The
metabolic syndrome (MS) is associated with a systemic inflammatory response that plays an important pathogenetic role in atherothrombotic disease. Increasing evidence indicates that CD40-CD40
ligand interactions constitute an important mediator for vascular
inflammation. The purpose of this study was to assess whether
high-sensitivity C-reactive protein (
hs-CRP) and soluble
CD40 ligand (sCD40L) levels were increased in patients with MS. During the study period from January 2004 to August 2004, 312 patients with MS and 98 control subjects were included. Anthropometric measurements, blood pressure assessment, electrocardiography, and blood measurements including fasting
blood glucose, postprandial
blood glucose, total
cholesterol,
low-density lipoprotein cholesterol,
high-density lipoprotein cholesterol,
triglyceride,
glycated hemoglobin, white blood cell (WBC), platelets,
hs-CRP, and sCD40L were performed.

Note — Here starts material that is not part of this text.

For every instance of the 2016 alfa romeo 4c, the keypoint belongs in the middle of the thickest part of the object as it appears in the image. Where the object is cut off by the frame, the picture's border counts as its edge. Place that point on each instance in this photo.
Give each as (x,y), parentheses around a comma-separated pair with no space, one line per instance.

Patients with MS were divided into 3 groups based upon their
glucose tolerance (group 1, normal
glucose tolerance; group 2, prediabetic group; and group 3,
diabetes mellitus). Patients with MS showed a significant increase of WBC,
hs-CRP, and sCD40L levels compared with control subjects. The levels of both
hs-CRP and sCD40L were positively correlated with body mass index (BMI). High-sensitivity CRP levels were also positively correlated with waist circumferences, fasting
blood glucose, postprandial
blood glucose, and
glycated hemoglobin, and negatively correlated with
high-density lipoprotein cholesterol. In patients with MS, both
hs-CRP and sCD40L levels were positively correlated with WBC count. We found a positive correlation between sCD40L and platelets. Among the subgroups of patients with MS, the mean levels of WBC,
hs-CRP, and sCD40L did not show any significant differences. In conclusion, elevated levels of WBC,
hs-CRP, and sCD40L in MS patients provide further insight into the relationship between MS and
inflammation. In our study, positive correlations between BMI and both
hs-CRP and sCD40L levels suggest that BMI is an important determinant of a chronic inflammatory state in patients with MS. Moreover, this study reports significantly increased levels of WBC,
hs-CRP, and sCD40L not only in diabetic subjects with MS but also in prediabetic subjects and nondiabetic subjects with MS compared with control subjects. Our data suggest that MS patients have proinflammatory state independent of their
glucose tolerance status. In our study, the positive correlation between the levels of sCD40L and platelets in patients with MS supports previous reports indicating that sCD40L are derived predominantly from platelets.